It’s about increasing the healthy years of your life, not just adding years to your life.

So you can see this graph on this on this page. When you increase health span, the time of morbidity goes down significantly.

So that ultimately reduces the cost.

I think that is – that’s the crux of the argument for pursuing longevity research and aging, anti aging research. So the only sustainable solution is to extend healthy lifespan or health span.

So now we’re going to get into an overview of the science.

This slide does a good job of explaining kind of the four rough areas of research. You have regenerative medicine, which My colleague David Yokom, Yokom touched on a few weeks ago.

We have gene therapy, which I believe he also touched on a few weeks ago.

P3 medicine is a combination of participatory, preventive and predictive medicine. That’s a common – commonly thrown around in this field.

That takes personal traits of the patient into consideration.

There’s a lot of big data components to it to allow predictive analytics to to to to work.

It relies heavily on genomics and bioinformatics.

But what we’re really gonna touch on today is Jiro Science. And that’s the relationship between aging and age related diseases and the prospects for biomedical intervention.

Some examples that we’ll touch on are senescence, parabiosis, and autophagy.

So one of the most commonly cited ways to increase lifespan is caloric restriction. And the premise here is that eating less can make you live longer.

This was first observed in mice in the 1930s.

But it’s important to know that the efficacy also depends on genes, the genes of the mice. For example, if you feed genetically distinct groups of mice same thing, sometimes fewer than twenty percent live longer.

And that is all to say that it’s not just caloric restriction.

That causes increased lifespan, but also the genes that play in the individual organism.

There’s been very little experiments in in humans. There’s been some in monkeys that have shown promise.

But again, very little data in humans.

And one of the reasons why they think caloric restriction works is because of a concept called sirtuins.

These are genes that are part of a regulatory network that control organisms’ health during times of adversity.

So, essentially, when when cells are starved of food and calories, these sirtuins come in and help protect the cell.

And as Davidson Sinclair of Harvard University is one of the foremost leaders in this field. His work touches on why why this happens and and attempts to translate the the idea of core restriction.

Into practical medical interventions.

So another concept is insulin and insulin growth factor.

This basically boils down to the fact that genetic pathways related to growth in insulin signaling are linked to aging.

For example, scientists have observed mutant genes that help worms live longer.

These these genes are similar to insulin like growth factor and insulin receptors in human So in mice with these mutations, lifespan can increase.

One of the longest living mouse mutants is a dwarf mouse deficient in growth hormone, prolactin and thyrot stimulating hormone.

And so in one study, people with similar dwarf mutations suffer less related disease.

Interesting component here is that many drugs developed for diabetes have turned out to be relevant for agents. Examples of this are metformin, which is the closest drug being approved for for any semblance of anti aging effect.

And the protein FGF twenty one. Metformin is actually in a clinical trial right now with three thousand patients that is targeted to be finished in about six years.

It’s called the targeting aging with metformin, the TAME trial. Again, it will follow three thousand seniors for six years, and it will track a single biomarker associated with aging.

So can I understand this a little bit better?

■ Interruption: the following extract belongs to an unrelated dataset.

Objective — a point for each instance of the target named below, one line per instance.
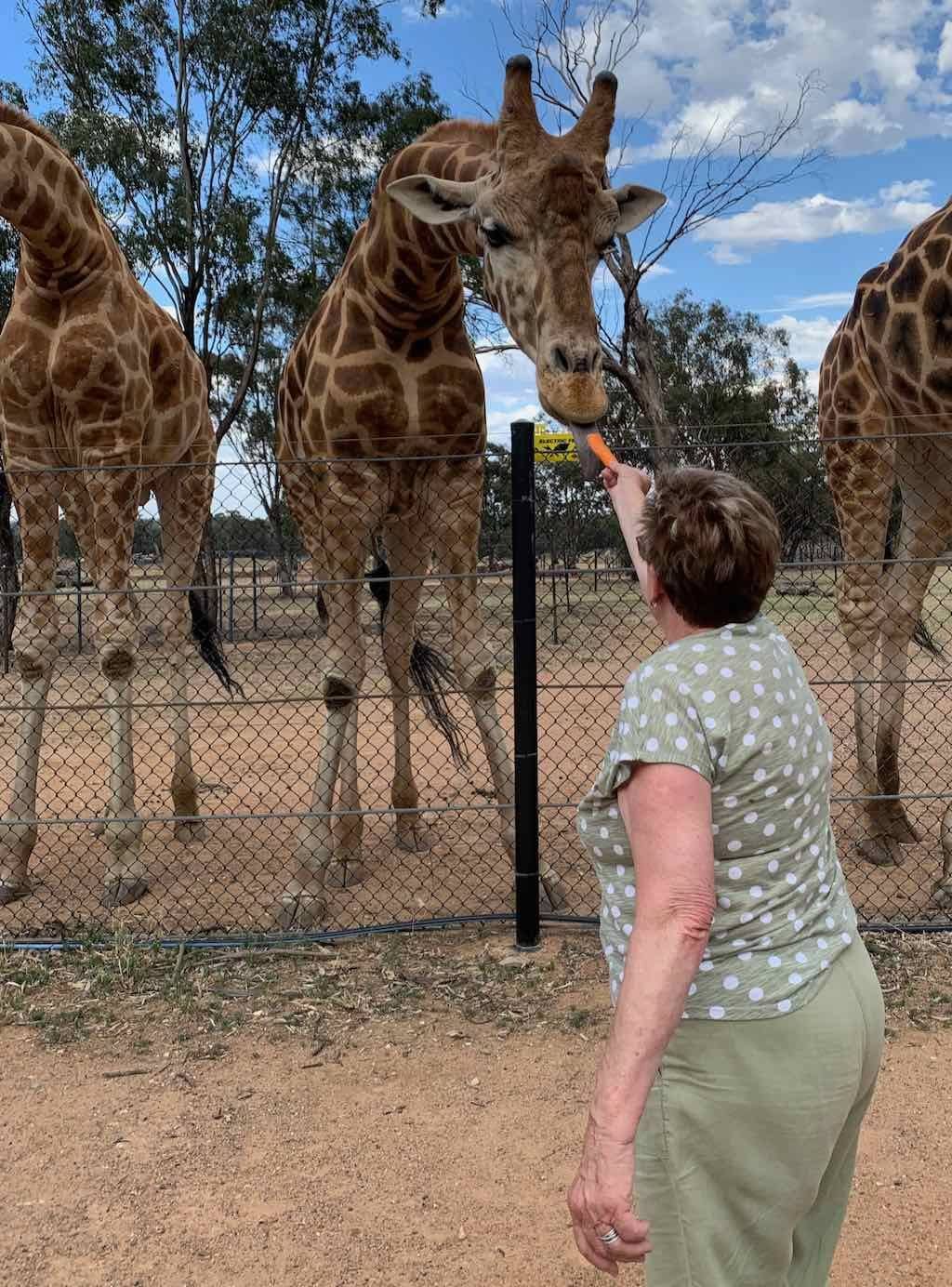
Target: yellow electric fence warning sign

Are they seeing that that mice that have stronger insulin production and who are more effective at processing the sugars in their bloodstream have this anti aging effect? Yes. That’s it. Okay.


This is also the drug that they’re – the diabetes drug that they’re testing for obesity or there’s a diabetes drug that’s in a weight related trial as well.

I believe it is. I remember in my research that metformin was associated with anti obesity effects.

I think this trial is just on this biomarker with aging, but I think you’re right about that. Did you see anything at all about the study that came out this week?

I mean, it’s very recent.

This shows that when you exercise, your body releases proteins that cause the cells across systems in your body to communicate and to change the way they process energy.

I did not see that, but it’s interesting in light of these studies, absolutely.

We have another company that’s doing an exercise on a fill.

Oh, yeah.

Uh-uh. That’s interesting.

So another area of research is called parabiosis. This is this is getting a lot of has gained a lot of steam in Silicon Valley.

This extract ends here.